We evaluated the count of coverage gaps caused by contained read deletion using the standard string graph formulation (Myers 2005), hifiasm (v0.19.8-r603) (Cheng et al. 2021), and RAFT-hifiasm. As discussed earlier, hifiasm rescues a small number of contained reads after building a string graph. The RAFT-hifiasm method follows a different approach by fragmenting the input reads. We benchmarked the three methods by sampling error-free long reads from hifiasm's trio-based assembly of HG002 human genome. We generated five sets of reads using Seqrequester, resembling the read-length distributions of real PacBio HiFi, ONT Simplex, and ONT Duplex sequencing data sets. Given a read set, we identified the set of noncontained reads by generating all-to-all read overlaps using minimap2 (v2.26-r1175) (Li 2018). First, we identified contained reads entirely encompassed within a longer read with 100% alignment identity based on the minimap2 output. Accordingly, the set of noncontained reads comprised all reads which were not contained.

To evaluate the standard string graph formulation, we aligned the set of noncontained reads to the two HG002 haplotype assemblies, one at a time. We used BEDTools (v2.29.1) (Quinlan and Hall 2010) to extract all genomic intervals with zero alignment coverage. Next, we excluded the intervals that overlapped with any interval with zero sequencing depth. We also excluded the intervals that included the first or last 25 kbp bases of an HG002 contig to account for edge effects. This left us with a subset of intervals that accurately represented the assembly gaps caused by contained read deletion. We followed the same procedure for hifiasm but modified the last step because hifiasm rescues a few contained reads. We ran hifiasm to compute the rescued reads and aligned the rescued reads to the two HG002 haplotype assemblies. We reported the assembly gaps which remained unresolved. Our benchmarking procedure for RAFT-hifiasm was similar to hifiasm, except we considered the set of fragmented reads produced by RAFT instead of the original simulated reads. We recomputed the sets of noncontained reads and rescued reads by following the same procedure.

NaiveCut-hifiasm

NaiveCut-hifiasm fragments all error-corrected reads in a “repeat-agnostic” fashion, i.e., the reads are fragmented into those reads that RAFT would produce if there were no repetitive regions on the reads. These reads are then assembled using hifiasm.

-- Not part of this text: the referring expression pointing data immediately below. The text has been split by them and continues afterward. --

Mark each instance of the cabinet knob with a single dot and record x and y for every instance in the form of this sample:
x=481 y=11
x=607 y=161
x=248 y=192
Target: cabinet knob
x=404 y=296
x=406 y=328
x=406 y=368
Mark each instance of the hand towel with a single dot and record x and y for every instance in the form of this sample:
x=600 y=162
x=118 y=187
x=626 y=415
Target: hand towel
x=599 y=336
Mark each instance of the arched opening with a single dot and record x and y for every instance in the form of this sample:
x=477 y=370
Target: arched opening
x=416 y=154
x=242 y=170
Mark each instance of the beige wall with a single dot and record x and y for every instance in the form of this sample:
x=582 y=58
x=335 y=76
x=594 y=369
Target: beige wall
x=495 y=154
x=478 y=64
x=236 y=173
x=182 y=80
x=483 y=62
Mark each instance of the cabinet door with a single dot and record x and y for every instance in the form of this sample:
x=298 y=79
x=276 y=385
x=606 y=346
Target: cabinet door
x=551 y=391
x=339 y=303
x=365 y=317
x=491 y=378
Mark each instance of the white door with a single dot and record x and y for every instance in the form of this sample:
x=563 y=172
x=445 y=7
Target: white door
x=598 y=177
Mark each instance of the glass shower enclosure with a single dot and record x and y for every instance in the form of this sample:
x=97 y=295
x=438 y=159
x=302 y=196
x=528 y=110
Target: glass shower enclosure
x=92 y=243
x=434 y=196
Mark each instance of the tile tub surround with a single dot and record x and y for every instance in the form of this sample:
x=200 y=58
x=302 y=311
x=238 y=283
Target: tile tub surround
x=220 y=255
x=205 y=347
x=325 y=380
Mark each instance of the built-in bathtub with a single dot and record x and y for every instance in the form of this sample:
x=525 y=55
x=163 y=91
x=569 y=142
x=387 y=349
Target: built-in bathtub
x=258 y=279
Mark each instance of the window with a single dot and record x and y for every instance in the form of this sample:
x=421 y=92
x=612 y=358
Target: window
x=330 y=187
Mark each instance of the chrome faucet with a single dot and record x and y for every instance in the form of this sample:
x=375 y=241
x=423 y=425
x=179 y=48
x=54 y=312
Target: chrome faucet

Computing assembly quality statistics

We followed hifiasm's benchmarking procedure (Cheng et al. 2021, 2022) to assess assembly quality. We evaluated the phased assemblies (Table 2; Supplemental Table S3) computed by hifiasm (v0.19.8-r603), NaiveCut-hifiasm, and RAFT-hifiasm methods. A phased assembly comprises two sets of contigs from haplotypes 1 and 2, respectively. In Table 2, we estimated NG50 using QUAST (v5.2.0) (Gurevich et al. 2013) by assuming the size of the true assembly as 3.1 Gbp. Additionally, we used: (1) asmgene (Li 2018) to compute gene completeness, (2) Yak (v0.1-r69-dirty; https://github.com/lh3/yak) with parental sequencing data to estimate the switch error rate, and (3) HPRC workflow (https://github.com/biomonika/HPP/blob/main/assembly/wdl/workflows/assessAsemblyCompletness.wdl) to estimate the count of T2T-complete contigs. The commands used to run these tools are available in Supplemental Note S3.

Data sets

We used publicly available data sets to obtain read-length distributions for the analysis using CGProb. For the PacBio HiFi read-length distribution, we used data obtained from the NCBI Sequence Read Archive (SRA; https://www.ncbi.nlm.nih.gov/sra) under accession numbers SRR10382244, SRR10382245, SRR10382248, and SRR10382249. We obtained the ONT Simplex read-length distribution from (https://s3-us-west-2.amazonaws.com/human-pangenomics/index.html?prefix=working/HPRC_PLUS/HG02080/raw_data/nanopore/HG02080_2.fastq.gz), and ONT Duplex read-length distribution from (https://human-pangenomics.s3.amazonaws.com/index.html?prefix=submissions/0CB931D5-AE0C-4187-8BD8-B3A9C9BFDADE--UCSC_HG002_R1041_Duplex_Dorado/Dorado_v0.1.1/stereo_duplex/*_stereo_duplex_pass.fastq.gz) data sets.

For the simulation-based benchmarking procedure, we used a Trio-based assembly of the HG002 human genome by hifiasm (ftp://ftp.dfci.harvard.edu/pub/hli/hifiasm-phase/v2/HG002.hifiasm.trio.0.16.1.hap1.fa.gz, ftp://ftp.dfci.harvard.edu/pub/hli/hifiasm-phase/v2/HG002.hifiasm.trio.0.16.1.hap2.fa.gz).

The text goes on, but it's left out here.